Cuando se habla del auge contemporáneo del fascismo y del totalitarismo —de Estados Unidos a Europa, de América Latina a la India— tendemos a imaginar un retorno del pasado: el eco de los años treinta, la resurrección de los viejos nacionalismos, el autoritarismo de masas ondeando banderas identitarias. Sin embargo, esta nostalgia del horror puede engañarnos. Si viviera hoy, Gilles Deleuze nos invitaría a mirar en otra dirección: no hacia los Estados que endurecen sus fronteras, sino hacia los deseos que las sostienen.

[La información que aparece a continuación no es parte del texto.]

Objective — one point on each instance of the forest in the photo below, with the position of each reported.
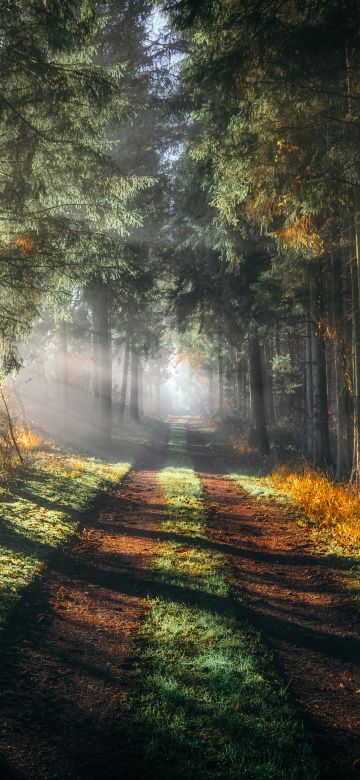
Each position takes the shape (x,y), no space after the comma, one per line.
(179,389)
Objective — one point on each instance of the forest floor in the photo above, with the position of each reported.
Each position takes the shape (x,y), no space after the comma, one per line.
(186,629)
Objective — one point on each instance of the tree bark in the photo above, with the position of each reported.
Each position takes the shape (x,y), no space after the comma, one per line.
(259,434)
(124,380)
(342,394)
(134,390)
(104,357)
(355,295)
(321,447)
(63,363)
(221,380)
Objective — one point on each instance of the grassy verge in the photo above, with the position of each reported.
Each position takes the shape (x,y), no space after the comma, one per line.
(211,706)
(40,505)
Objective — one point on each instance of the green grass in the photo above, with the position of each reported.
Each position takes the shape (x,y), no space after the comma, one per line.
(40,509)
(206,700)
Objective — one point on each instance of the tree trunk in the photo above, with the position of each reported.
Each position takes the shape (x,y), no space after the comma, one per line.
(221,380)
(158,388)
(259,435)
(141,390)
(355,295)
(321,448)
(63,363)
(134,390)
(342,394)
(104,357)
(309,389)
(124,380)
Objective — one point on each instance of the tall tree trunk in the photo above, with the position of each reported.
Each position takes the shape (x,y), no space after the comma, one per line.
(141,389)
(309,387)
(343,433)
(221,380)
(104,363)
(124,381)
(158,388)
(259,434)
(321,450)
(134,390)
(63,363)
(355,295)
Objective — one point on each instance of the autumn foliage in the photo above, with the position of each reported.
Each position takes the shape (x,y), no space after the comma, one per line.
(331,507)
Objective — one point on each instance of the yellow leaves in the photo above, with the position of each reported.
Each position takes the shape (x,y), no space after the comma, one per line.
(301,235)
(194,359)
(328,505)
(26,439)
(283,146)
(25,244)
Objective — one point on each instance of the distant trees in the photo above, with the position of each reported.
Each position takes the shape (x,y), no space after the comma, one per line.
(273,95)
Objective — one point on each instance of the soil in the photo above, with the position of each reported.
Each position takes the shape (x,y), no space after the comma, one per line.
(294,597)
(71,644)
(70,647)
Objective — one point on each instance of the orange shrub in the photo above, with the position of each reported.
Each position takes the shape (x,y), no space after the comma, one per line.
(331,507)
(26,439)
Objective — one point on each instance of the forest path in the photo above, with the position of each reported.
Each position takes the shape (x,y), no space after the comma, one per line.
(294,599)
(69,648)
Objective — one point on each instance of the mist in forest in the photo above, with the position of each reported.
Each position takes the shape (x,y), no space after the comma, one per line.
(59,390)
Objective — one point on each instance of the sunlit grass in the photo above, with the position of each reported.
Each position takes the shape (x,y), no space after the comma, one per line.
(210,705)
(40,506)
(331,508)
(328,511)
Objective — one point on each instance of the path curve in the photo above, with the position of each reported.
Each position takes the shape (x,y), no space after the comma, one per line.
(293,597)
(70,646)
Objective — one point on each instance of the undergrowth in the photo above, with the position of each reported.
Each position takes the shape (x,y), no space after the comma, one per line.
(330,507)
(209,704)
(40,504)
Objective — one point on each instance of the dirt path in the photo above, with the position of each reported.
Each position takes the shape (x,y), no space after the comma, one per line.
(69,648)
(294,599)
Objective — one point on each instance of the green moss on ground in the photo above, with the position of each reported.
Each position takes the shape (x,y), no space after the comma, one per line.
(210,704)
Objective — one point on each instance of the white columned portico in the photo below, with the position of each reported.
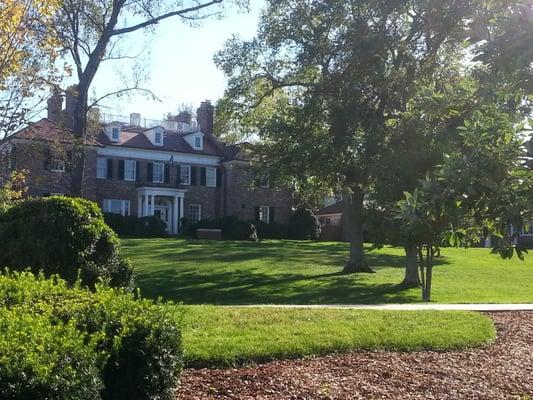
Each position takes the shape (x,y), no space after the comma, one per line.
(147,198)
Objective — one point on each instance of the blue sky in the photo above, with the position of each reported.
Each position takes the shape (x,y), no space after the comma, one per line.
(178,62)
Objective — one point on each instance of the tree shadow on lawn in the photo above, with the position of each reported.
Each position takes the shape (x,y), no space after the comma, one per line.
(234,252)
(200,272)
(242,287)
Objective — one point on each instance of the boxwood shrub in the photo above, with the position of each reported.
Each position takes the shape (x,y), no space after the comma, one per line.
(131,225)
(304,225)
(43,361)
(117,346)
(65,236)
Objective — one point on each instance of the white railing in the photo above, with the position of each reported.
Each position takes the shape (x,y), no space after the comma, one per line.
(149,123)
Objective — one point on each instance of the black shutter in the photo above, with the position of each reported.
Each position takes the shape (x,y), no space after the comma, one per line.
(13,159)
(121,170)
(203,176)
(109,168)
(150,172)
(219,177)
(68,161)
(271,215)
(167,173)
(193,176)
(47,158)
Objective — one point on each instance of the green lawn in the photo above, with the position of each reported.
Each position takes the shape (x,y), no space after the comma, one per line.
(231,336)
(290,272)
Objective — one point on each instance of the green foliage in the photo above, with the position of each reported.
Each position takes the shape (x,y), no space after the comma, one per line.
(304,225)
(65,236)
(134,345)
(131,225)
(303,272)
(230,336)
(39,360)
(12,189)
(271,230)
(232,228)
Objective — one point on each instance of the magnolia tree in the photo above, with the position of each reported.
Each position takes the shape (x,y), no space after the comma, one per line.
(483,188)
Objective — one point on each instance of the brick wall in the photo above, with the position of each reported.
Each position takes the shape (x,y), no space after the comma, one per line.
(241,197)
(37,158)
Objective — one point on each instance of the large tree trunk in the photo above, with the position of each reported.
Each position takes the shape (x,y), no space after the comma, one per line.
(353,229)
(411,278)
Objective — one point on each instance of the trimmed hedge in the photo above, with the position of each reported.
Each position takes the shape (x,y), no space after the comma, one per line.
(69,343)
(232,228)
(304,225)
(43,361)
(131,225)
(65,236)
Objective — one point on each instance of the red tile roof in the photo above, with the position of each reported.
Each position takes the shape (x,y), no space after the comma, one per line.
(172,141)
(47,130)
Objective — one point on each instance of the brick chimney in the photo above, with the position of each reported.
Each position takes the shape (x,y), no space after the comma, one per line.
(204,117)
(184,117)
(54,106)
(70,104)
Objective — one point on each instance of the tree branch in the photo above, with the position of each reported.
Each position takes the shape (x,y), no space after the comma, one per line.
(119,92)
(156,20)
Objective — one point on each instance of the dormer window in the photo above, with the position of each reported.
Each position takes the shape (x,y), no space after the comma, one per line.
(195,140)
(113,131)
(155,135)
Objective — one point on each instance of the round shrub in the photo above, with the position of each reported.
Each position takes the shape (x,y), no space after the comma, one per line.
(304,225)
(137,342)
(65,236)
(130,225)
(39,360)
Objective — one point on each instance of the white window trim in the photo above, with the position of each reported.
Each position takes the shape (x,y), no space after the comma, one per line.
(523,233)
(267,214)
(104,168)
(214,177)
(124,210)
(199,212)
(113,138)
(162,172)
(134,170)
(182,168)
(160,141)
(198,139)
(57,165)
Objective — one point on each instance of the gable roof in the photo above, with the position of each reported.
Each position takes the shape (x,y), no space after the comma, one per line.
(134,137)
(336,208)
(48,131)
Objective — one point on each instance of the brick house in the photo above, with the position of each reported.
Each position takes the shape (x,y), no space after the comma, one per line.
(171,169)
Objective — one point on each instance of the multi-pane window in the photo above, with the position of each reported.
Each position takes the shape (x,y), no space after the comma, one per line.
(101,168)
(57,165)
(185,174)
(264,214)
(158,173)
(115,132)
(197,142)
(195,213)
(130,167)
(210,177)
(117,206)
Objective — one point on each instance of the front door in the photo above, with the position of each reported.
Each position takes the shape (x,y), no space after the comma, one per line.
(162,212)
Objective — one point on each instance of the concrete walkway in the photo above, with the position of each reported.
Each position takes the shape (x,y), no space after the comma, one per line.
(408,307)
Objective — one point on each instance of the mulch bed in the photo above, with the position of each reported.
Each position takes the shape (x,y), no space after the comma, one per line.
(503,370)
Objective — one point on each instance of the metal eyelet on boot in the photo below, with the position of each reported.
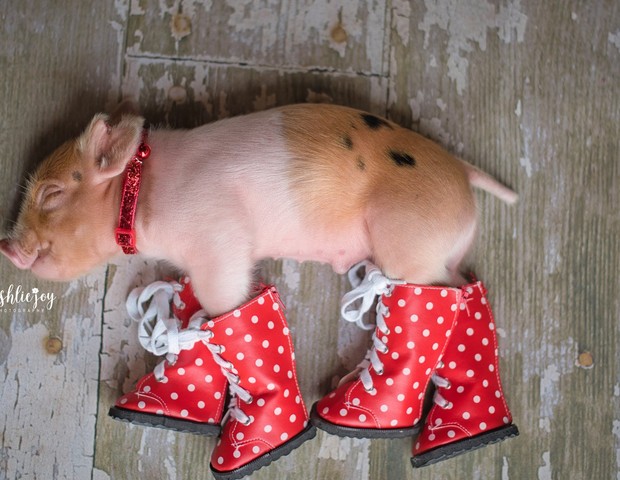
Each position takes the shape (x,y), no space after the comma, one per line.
(372,391)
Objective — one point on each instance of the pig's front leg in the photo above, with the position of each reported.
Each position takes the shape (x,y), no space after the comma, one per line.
(222,283)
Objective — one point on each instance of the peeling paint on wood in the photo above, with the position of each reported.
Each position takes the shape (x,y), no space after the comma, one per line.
(526,90)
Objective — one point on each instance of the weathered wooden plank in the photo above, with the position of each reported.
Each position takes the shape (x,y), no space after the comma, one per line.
(526,90)
(346,36)
(57,67)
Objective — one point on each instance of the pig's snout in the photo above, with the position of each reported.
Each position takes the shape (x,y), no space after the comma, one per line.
(13,252)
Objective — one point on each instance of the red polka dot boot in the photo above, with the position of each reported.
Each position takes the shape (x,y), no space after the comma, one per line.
(470,410)
(187,390)
(267,417)
(385,395)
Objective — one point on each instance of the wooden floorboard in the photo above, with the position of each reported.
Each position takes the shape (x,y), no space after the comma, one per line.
(528,91)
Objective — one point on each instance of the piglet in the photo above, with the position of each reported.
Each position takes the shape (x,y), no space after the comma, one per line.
(308,182)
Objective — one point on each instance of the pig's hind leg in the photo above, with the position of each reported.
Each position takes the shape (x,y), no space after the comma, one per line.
(420,248)
(223,282)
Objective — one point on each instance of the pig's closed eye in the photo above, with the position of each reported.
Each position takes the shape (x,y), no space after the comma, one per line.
(50,196)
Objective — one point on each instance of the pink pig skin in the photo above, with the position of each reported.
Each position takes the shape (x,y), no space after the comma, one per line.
(307,182)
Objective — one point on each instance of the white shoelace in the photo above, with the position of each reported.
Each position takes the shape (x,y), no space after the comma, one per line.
(159,333)
(373,285)
(441,382)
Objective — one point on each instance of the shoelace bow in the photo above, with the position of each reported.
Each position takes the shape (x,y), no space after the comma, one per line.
(159,333)
(373,284)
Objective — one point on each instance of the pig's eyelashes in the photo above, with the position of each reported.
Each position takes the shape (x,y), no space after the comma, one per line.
(50,196)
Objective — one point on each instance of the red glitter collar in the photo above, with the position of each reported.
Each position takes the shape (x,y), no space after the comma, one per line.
(125,232)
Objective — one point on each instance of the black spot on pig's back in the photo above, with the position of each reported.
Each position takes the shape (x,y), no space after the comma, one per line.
(401,159)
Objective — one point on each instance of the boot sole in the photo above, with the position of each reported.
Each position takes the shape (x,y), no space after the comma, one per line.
(353,432)
(445,452)
(308,433)
(160,421)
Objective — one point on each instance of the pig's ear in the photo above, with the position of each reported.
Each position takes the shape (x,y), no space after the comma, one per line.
(107,148)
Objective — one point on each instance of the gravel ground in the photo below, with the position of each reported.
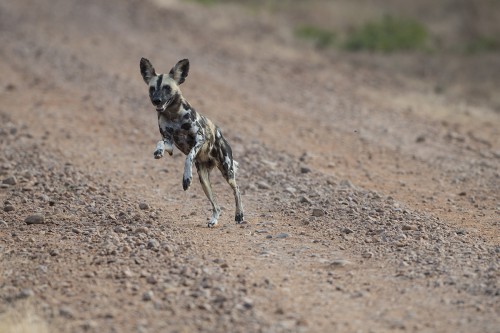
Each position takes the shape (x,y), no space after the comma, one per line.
(361,216)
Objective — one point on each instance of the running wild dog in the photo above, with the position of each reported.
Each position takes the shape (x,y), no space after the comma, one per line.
(192,133)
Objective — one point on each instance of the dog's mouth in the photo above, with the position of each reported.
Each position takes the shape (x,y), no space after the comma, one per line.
(162,107)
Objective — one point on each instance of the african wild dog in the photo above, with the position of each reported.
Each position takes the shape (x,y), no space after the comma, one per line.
(192,133)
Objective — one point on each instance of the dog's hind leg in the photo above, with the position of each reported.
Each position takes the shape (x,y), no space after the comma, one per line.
(203,170)
(228,168)
(238,216)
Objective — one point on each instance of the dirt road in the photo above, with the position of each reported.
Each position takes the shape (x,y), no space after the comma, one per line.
(372,203)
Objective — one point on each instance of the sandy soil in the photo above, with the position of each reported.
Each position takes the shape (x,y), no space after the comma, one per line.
(372,203)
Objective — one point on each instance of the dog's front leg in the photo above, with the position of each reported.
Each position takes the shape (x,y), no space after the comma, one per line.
(161,147)
(167,134)
(188,165)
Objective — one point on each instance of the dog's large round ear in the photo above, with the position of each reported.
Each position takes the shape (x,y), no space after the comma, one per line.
(147,70)
(180,71)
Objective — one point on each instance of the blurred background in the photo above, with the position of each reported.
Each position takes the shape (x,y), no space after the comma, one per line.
(454,44)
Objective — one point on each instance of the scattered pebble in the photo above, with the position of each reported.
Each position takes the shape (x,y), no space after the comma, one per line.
(318,212)
(143,206)
(305,169)
(153,244)
(341,263)
(147,296)
(10,180)
(347,231)
(35,219)
(67,312)
(305,199)
(263,185)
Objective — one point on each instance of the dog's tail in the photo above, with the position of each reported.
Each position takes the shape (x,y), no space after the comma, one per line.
(235,166)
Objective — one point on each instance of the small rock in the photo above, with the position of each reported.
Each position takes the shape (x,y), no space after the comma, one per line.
(346,183)
(141,229)
(120,230)
(10,180)
(341,263)
(409,227)
(263,185)
(147,296)
(35,219)
(25,293)
(318,212)
(151,280)
(347,231)
(153,244)
(305,199)
(367,255)
(305,169)
(67,312)
(247,303)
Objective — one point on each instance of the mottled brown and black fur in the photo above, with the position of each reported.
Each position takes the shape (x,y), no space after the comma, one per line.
(191,132)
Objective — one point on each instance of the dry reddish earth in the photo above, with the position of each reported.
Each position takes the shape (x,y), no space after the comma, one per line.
(372,204)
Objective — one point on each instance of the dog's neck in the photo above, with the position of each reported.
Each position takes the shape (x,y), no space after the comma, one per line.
(173,109)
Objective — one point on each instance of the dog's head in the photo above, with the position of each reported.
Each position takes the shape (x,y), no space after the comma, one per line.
(164,88)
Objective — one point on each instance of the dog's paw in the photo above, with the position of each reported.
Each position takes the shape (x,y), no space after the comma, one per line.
(239,217)
(158,153)
(186,182)
(212,223)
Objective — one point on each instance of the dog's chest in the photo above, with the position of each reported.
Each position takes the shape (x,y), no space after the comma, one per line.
(182,129)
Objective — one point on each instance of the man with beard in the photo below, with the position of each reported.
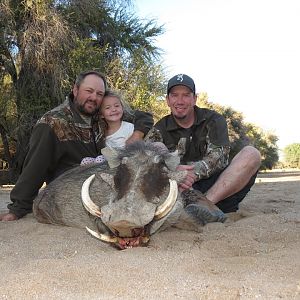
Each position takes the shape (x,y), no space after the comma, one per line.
(201,137)
(65,135)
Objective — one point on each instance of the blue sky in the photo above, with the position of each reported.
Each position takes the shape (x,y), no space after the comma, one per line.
(243,53)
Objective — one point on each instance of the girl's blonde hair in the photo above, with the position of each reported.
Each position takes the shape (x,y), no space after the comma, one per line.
(126,108)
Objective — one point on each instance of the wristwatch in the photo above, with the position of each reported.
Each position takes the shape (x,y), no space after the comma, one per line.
(197,176)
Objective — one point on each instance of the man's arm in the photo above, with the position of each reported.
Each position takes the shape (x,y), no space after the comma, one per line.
(215,159)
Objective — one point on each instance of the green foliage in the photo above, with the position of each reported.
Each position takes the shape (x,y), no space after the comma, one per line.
(292,155)
(45,44)
(241,134)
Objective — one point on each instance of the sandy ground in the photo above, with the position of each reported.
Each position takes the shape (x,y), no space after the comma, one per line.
(253,255)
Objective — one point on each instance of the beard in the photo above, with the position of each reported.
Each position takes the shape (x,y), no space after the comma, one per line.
(82,110)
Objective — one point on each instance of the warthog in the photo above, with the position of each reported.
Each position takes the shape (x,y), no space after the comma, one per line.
(123,201)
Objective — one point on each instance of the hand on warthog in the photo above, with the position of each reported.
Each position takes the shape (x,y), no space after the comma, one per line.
(189,179)
(8,217)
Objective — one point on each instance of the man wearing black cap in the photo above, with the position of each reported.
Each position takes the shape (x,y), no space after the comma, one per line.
(201,136)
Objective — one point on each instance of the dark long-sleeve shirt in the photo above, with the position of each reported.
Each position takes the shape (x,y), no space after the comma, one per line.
(59,141)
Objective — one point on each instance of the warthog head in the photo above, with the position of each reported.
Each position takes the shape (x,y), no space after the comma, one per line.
(122,202)
(143,192)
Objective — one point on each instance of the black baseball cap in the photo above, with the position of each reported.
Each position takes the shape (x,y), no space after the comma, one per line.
(182,79)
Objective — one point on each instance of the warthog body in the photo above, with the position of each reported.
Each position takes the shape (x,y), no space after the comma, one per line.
(126,202)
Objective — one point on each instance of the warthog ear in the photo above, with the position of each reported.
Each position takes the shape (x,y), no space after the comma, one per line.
(111,156)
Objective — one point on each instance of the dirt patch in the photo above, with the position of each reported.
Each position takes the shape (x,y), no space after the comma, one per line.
(253,255)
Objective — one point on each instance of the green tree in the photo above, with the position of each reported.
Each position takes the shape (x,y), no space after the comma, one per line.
(242,134)
(44,44)
(292,155)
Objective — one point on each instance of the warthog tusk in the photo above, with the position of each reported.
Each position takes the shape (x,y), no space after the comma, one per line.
(166,207)
(102,237)
(89,205)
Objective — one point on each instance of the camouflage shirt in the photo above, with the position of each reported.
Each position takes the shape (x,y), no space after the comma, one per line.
(204,145)
(59,141)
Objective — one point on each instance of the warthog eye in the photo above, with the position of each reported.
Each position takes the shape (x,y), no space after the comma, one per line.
(122,180)
(154,182)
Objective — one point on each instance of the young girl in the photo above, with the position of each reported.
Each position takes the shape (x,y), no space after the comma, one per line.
(117,131)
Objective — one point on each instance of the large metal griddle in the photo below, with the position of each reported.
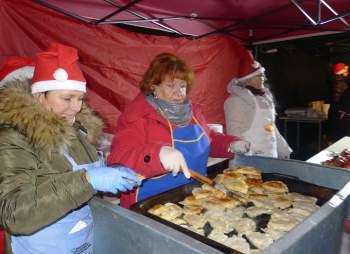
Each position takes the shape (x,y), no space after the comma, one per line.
(178,194)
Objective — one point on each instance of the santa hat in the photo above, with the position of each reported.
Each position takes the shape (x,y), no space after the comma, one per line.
(57,69)
(340,69)
(248,67)
(16,68)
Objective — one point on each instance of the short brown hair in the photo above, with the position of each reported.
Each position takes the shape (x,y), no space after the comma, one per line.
(163,65)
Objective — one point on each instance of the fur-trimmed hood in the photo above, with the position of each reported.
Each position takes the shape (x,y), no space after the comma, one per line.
(44,130)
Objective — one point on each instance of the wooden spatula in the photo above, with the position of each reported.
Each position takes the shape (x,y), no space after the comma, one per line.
(201,178)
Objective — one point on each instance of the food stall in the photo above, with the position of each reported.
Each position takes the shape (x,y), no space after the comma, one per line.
(130,232)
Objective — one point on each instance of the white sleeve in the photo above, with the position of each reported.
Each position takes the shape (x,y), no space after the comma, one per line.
(238,115)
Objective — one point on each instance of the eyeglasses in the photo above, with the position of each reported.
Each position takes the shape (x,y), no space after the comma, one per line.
(175,84)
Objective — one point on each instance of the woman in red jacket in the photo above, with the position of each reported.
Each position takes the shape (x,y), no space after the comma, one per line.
(162,133)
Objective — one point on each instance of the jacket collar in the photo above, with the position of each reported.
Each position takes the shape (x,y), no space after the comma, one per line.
(44,130)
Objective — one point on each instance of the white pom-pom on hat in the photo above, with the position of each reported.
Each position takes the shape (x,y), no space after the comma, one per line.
(60,74)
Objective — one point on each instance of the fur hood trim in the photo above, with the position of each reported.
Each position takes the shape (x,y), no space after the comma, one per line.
(45,130)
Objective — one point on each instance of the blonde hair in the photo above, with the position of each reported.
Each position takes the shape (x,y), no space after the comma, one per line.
(166,65)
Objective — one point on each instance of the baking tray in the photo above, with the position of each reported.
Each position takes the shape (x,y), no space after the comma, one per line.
(178,194)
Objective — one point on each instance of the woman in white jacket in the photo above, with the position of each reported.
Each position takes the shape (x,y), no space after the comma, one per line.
(250,112)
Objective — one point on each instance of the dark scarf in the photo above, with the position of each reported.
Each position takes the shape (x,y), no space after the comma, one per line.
(256,91)
(179,114)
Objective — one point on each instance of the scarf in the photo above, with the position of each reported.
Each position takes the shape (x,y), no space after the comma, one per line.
(256,91)
(179,114)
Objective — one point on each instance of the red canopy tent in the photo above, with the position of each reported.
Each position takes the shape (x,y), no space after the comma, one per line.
(249,21)
(114,59)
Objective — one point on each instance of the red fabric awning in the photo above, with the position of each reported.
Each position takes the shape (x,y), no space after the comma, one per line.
(114,59)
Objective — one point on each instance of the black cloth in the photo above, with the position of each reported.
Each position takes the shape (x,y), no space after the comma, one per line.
(339,118)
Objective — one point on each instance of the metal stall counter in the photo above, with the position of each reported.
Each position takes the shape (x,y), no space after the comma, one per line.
(322,231)
(127,232)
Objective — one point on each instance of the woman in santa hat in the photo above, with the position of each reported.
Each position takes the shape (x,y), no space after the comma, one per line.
(250,111)
(50,169)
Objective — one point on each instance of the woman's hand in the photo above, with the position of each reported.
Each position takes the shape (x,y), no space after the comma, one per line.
(173,160)
(240,147)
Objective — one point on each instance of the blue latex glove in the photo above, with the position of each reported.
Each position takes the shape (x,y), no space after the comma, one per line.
(108,179)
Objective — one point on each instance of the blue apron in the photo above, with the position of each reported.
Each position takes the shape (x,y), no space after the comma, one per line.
(194,144)
(73,234)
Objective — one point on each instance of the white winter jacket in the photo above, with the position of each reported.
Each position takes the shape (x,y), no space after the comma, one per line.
(253,118)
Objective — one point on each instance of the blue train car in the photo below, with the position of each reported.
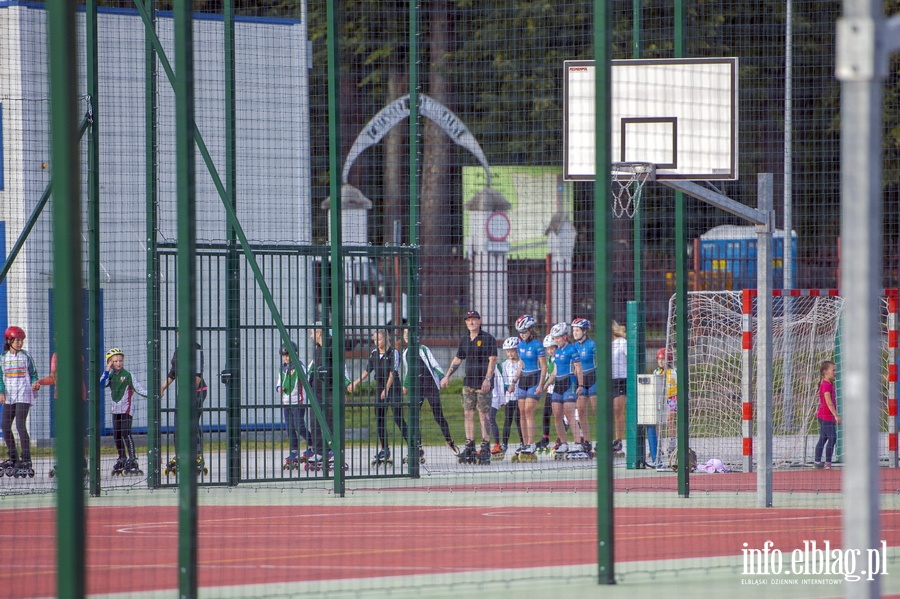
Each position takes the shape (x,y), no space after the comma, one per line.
(732,249)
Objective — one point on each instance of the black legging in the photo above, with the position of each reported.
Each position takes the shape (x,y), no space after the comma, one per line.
(548,412)
(19,412)
(434,400)
(381,407)
(122,435)
(512,413)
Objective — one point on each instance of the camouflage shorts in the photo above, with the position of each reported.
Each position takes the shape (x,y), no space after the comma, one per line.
(476,399)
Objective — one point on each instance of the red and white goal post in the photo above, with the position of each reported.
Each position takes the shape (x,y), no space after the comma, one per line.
(805,328)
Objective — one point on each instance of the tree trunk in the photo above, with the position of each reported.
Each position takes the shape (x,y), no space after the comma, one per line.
(437,202)
(395,164)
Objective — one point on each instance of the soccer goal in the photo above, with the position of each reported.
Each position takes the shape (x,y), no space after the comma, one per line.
(805,325)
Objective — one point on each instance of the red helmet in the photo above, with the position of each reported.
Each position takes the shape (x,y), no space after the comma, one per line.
(14,333)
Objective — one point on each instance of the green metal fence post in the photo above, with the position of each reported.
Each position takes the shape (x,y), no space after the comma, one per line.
(637,353)
(337,258)
(186,385)
(232,375)
(70,533)
(413,270)
(681,301)
(95,393)
(151,204)
(602,288)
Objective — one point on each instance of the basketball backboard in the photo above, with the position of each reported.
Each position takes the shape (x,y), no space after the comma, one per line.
(679,114)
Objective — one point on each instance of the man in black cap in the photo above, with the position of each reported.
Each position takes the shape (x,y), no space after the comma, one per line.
(480,350)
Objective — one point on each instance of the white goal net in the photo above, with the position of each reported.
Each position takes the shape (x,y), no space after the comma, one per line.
(804,333)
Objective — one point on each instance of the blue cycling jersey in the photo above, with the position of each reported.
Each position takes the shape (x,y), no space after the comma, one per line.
(587,351)
(529,352)
(564,358)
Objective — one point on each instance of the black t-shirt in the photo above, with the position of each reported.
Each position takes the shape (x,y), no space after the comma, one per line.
(382,365)
(477,353)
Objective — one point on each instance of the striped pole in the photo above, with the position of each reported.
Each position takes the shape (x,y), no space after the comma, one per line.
(747,297)
(892,305)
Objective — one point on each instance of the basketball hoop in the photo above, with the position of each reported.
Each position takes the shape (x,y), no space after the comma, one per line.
(627,184)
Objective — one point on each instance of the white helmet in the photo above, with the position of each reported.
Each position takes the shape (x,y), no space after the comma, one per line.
(524,322)
(559,329)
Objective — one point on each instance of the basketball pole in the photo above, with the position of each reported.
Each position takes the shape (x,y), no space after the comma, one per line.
(865,41)
(764,218)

Para el filósofo francés, el fascismo nunca fue solo una ideología o un régimen. Es, ante todo, una forma de deseo: el deseo de obedecer, de purificar, de cerrar, de simplificar lo complejo. Por eso Deleuze hablaba de microfascismos, esos que se infiltran en la vida cotidiana, en las relaciones laborales, en las dinámicas familiares, en el lenguaje digital. Antes de tomar el poder, el fascismo se instala en los afectos. Y esa es, quizá, la clave del momento que vivimos: la nueva ola autoritaria prospera porque ha conquistado la imaginación y la sensibilidad social antes que las instituciones.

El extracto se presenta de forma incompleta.